As the blood supply concentrates on the essential functions discussed above, this causes other organs and systems in the body to slow down. The digestive system reduces activity and this may cause a feeling of sickness or one can be physically sick. The mouth becomes dry due to constriction of blood vessels in salivary glands. The kidney, large intestine and bladder are also affected and slow down causing the person to want to go to the toilet.
So, what we must do is to learn to control this reaction. These symptoms are caused by a learned behaviour when you reacted to a situation or experience as I have said above. There are many things you can do to relieve these symptoms and the first is to understand why this happens and as you have just read my resume on this, you can now understand why your anxiety occurs.
You need to determine what caused the anxiety- is it a fear of something or is something coming up that you are worrying about.

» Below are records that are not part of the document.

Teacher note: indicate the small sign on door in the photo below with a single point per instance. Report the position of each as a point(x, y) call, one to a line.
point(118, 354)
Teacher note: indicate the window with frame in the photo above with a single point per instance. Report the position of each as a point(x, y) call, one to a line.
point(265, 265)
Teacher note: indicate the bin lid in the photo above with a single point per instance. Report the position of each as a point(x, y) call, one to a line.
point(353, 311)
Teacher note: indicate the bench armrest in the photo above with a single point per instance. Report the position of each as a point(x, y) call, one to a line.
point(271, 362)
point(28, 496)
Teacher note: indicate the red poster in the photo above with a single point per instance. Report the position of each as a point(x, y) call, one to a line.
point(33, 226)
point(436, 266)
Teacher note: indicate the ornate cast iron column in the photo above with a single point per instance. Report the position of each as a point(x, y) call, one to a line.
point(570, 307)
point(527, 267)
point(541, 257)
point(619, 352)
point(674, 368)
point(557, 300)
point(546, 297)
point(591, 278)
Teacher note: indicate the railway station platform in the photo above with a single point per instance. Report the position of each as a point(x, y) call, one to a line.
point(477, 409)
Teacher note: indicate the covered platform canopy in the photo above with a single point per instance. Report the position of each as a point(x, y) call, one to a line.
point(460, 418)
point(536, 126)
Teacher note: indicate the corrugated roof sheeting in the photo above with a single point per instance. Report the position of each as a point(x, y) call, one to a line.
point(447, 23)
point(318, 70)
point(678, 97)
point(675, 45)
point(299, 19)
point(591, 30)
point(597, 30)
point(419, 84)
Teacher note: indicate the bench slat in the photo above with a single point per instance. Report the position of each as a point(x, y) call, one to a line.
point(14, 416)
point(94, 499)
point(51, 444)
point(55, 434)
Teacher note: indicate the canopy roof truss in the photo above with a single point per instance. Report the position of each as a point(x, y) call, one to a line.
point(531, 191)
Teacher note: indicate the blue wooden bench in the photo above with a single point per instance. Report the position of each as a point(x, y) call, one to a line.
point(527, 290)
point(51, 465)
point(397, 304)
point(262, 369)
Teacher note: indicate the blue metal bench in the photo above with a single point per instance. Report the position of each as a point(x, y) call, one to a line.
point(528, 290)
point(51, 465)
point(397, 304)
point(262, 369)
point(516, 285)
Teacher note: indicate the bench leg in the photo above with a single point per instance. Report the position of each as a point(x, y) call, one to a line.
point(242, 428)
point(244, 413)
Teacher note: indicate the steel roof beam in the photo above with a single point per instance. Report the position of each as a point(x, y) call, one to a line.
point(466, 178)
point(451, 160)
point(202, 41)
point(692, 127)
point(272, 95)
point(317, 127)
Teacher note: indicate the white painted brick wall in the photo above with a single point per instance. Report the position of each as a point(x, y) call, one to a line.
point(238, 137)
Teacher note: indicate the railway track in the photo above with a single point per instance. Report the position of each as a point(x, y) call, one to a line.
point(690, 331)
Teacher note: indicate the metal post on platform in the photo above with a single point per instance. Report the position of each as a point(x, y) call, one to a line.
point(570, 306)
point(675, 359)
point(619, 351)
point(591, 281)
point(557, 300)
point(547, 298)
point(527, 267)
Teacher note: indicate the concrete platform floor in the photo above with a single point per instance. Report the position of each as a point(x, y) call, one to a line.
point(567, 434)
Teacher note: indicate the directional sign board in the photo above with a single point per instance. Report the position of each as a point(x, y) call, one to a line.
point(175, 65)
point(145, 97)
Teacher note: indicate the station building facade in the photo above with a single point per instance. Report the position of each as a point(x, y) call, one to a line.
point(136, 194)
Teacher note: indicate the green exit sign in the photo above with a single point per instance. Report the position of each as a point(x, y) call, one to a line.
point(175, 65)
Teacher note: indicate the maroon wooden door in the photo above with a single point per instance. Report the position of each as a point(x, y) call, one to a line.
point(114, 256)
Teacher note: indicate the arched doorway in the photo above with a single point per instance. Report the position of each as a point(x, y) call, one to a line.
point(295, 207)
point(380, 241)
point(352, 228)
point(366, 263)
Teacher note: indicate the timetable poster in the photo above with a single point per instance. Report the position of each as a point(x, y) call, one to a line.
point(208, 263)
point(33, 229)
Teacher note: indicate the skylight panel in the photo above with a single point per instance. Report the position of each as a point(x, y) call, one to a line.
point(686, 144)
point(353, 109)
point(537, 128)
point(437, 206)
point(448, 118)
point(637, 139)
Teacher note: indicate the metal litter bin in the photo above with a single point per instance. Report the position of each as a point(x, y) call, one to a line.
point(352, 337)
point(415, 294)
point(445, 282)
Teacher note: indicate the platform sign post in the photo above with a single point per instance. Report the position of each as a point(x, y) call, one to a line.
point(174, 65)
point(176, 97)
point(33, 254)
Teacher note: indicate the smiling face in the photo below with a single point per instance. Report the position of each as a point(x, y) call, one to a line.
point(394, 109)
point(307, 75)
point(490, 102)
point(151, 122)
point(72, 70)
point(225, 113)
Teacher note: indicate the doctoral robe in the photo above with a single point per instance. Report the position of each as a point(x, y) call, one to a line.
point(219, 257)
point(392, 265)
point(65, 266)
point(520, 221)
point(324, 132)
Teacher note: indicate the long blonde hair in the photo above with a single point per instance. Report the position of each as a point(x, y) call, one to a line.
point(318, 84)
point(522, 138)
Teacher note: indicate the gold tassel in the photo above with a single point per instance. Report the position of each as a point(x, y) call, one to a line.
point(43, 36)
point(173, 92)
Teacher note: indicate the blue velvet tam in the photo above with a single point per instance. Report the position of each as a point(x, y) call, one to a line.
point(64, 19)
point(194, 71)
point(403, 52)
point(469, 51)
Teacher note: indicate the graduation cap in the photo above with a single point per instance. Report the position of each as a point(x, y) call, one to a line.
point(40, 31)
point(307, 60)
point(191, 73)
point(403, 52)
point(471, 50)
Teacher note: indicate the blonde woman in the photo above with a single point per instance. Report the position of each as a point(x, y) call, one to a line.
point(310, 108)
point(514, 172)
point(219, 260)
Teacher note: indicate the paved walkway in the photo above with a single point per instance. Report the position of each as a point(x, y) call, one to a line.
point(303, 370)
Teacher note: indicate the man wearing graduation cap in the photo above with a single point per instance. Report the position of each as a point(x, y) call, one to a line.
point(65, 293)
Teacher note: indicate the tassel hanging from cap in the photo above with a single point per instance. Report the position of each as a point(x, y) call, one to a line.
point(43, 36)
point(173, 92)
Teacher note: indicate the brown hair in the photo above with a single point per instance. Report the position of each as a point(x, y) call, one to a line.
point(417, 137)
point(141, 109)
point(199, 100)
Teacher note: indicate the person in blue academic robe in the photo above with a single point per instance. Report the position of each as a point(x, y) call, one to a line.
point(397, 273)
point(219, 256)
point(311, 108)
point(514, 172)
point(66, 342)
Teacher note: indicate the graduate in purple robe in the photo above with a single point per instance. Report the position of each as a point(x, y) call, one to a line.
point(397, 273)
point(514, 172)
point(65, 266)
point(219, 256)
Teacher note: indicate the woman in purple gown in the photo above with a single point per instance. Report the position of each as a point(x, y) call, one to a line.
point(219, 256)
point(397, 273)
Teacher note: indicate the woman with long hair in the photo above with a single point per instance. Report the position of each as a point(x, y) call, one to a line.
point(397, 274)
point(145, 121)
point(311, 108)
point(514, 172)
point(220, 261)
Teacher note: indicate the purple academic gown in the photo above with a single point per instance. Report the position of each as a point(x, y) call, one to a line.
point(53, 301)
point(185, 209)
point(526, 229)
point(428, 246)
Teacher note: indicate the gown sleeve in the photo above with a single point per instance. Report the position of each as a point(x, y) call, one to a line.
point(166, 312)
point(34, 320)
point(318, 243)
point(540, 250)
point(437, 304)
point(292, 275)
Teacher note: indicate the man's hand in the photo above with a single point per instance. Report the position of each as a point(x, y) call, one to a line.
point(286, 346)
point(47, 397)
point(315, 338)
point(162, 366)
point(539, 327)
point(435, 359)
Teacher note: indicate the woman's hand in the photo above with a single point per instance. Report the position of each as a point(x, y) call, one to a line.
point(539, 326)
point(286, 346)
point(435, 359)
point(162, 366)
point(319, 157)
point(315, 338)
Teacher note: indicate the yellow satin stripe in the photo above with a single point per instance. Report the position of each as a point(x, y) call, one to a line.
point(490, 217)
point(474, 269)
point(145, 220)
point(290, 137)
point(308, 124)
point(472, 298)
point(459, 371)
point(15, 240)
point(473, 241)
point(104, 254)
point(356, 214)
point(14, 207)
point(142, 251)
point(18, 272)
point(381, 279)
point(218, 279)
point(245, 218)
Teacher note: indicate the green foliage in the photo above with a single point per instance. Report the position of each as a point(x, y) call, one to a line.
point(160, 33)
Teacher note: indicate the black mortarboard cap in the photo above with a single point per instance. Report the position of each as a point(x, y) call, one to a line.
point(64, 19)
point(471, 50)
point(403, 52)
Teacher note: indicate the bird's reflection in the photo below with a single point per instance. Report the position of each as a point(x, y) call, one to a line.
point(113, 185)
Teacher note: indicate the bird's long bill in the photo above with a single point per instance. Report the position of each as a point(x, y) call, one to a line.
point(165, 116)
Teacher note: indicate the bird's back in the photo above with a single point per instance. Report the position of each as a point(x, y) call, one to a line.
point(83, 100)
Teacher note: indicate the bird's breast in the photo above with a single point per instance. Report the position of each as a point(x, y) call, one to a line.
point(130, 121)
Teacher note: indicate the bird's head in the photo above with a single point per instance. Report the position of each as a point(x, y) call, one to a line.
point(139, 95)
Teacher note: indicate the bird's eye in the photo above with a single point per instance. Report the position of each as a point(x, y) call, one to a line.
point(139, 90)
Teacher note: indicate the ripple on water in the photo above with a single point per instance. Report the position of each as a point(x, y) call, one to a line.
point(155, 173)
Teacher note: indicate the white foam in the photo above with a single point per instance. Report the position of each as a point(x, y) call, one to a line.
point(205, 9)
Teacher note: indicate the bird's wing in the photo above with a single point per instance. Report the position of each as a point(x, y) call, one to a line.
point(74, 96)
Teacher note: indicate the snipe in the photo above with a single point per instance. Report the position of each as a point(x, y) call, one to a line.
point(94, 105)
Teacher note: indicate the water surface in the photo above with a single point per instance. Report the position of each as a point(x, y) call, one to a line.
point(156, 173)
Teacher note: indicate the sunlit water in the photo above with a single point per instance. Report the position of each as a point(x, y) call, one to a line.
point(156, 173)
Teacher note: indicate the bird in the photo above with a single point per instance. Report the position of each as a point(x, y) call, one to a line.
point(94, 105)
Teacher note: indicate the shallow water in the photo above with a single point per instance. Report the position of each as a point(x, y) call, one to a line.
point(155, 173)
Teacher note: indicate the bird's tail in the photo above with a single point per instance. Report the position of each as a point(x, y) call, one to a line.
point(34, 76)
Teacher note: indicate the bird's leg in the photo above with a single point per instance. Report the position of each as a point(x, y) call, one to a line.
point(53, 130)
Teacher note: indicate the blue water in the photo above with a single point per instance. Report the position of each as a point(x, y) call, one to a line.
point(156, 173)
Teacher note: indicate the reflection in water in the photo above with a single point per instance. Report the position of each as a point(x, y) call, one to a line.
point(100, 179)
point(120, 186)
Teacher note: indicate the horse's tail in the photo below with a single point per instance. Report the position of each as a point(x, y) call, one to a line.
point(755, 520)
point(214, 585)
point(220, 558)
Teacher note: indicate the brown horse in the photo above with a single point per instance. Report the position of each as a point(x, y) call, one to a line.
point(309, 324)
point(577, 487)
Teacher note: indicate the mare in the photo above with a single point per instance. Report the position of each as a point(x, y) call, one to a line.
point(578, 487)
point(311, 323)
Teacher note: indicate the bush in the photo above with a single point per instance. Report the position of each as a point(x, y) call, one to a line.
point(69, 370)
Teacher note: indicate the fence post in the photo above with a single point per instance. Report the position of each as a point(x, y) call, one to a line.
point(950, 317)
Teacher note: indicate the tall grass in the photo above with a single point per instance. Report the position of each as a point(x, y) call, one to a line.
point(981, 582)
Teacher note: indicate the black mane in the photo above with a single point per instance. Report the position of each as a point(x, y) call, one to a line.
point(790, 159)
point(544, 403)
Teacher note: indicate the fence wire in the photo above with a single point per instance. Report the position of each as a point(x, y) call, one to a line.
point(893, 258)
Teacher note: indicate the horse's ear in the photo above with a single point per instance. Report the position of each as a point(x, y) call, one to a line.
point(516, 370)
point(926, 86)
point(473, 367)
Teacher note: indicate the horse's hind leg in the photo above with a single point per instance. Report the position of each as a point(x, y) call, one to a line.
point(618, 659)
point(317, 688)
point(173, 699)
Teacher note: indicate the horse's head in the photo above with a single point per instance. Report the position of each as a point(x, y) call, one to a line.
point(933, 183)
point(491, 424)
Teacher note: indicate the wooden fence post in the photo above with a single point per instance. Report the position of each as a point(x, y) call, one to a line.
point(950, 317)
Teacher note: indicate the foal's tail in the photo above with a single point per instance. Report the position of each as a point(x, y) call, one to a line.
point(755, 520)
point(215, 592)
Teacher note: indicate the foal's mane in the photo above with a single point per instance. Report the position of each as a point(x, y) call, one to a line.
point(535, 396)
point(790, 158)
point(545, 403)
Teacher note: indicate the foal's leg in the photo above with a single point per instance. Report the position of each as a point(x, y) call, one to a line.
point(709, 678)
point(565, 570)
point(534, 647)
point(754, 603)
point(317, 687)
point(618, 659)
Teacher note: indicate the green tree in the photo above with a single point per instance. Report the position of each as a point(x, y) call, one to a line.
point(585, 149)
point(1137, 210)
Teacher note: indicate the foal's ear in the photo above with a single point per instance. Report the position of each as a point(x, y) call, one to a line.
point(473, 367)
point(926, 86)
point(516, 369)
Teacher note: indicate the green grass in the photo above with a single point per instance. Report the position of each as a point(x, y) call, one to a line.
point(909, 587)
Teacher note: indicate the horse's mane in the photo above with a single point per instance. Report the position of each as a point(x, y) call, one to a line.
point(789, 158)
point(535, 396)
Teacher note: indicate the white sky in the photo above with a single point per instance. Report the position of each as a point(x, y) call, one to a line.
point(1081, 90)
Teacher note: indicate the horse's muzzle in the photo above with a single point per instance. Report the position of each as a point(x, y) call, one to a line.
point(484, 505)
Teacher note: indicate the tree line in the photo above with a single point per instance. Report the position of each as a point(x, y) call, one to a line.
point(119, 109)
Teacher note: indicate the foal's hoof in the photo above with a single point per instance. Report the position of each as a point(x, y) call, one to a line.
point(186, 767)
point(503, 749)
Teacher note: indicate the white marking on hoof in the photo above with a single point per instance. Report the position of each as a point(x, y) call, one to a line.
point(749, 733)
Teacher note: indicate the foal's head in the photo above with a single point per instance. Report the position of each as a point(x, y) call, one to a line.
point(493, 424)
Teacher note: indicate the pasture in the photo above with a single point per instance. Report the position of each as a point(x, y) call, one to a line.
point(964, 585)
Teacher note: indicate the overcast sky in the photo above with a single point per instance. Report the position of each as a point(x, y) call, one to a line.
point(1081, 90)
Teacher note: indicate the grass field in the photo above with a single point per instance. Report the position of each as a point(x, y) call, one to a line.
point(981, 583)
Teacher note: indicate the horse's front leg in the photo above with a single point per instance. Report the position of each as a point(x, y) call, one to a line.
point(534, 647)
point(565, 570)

Your left side of your brain strangely controls the right side of your body and vice versa. The left side is the side which is responsible for logical, analytic thought, reasoning, number functions whereas the right side is responsible for imagination, creativity and art awareness. If a person had an EEG when they are in a state of panic, it would show over-activity in the left side and under activity on the right.
Fearing another attack or having the anxious feeling again may cause you to overreact and think negatively. This in turn will send messages to the subconscious and reinforce more negative thinking and behaviour. To avoid this becoming a vicious circle, you need to be acutely aware of your language (thought) patterns. Rather than thinking ‘I’m going to die in an attack’ you need to think ‘this is normal and it will be short lived and I can cope’. And I guess when you are thinking these thoughts, your tone is harsh and loud and not usual. This too needs to be addressed and you need to lower your voice (even if it’s the inner voice) and make it calmer.
One way of becoming calmer is to breathe slower in through your nose and then blow out as you exhale from your mouth slowly too. You can pop your hand on your chest to connect with yourself and feel the rise and fall of your chest wall as you inhale and exhale. As you breathe slowly the gas exchange will improve and you will begin to become more relaxed. You can say to yourself and you breathe in.. calmness and as you exhale.. relaxed.
You could also use your imagination and concentrate on thinking about being on a beach and throwing pebbles into the water. The more you stir the emotions of enjoying the beach, the less intensity you feel of the panic attack. Similarly, you can imagine yourself in the garden and smelling flowers, mowing lawns or relaxing on a chair.
Anxiety help, What other things can I do to help myself?
Relaxing hot bath (after the attack);
Count backwards from 30 down to 1 and concentrate on each number as well as breathing rhythmically and deeply;
Pop some nice aromatherapy oils (lavender) on a hankerchief and smell or pop on your favourite perfume or aftershave;
N.B. A brown paper bag to inhale/exhale if you are in a state of panic has been used for years but I read recently that it is now not considered a treatment to overcome the attack;
Distraction is a great way to relieve the symptoms of an attack. Clap your hands saying calm or peace and breathe rhythmically;
Another distraction is to pass a ball from one hand to next saying to yourself- left right, left right;
Think of three things that give you pleasure, then follow with three names you like, continue using your mind to focus on three things- animals, foods, places;
Recite your telephone number backwards;
Do some light exercise to release the happy hormones;
Think of what you are going to cook for tea or something similar.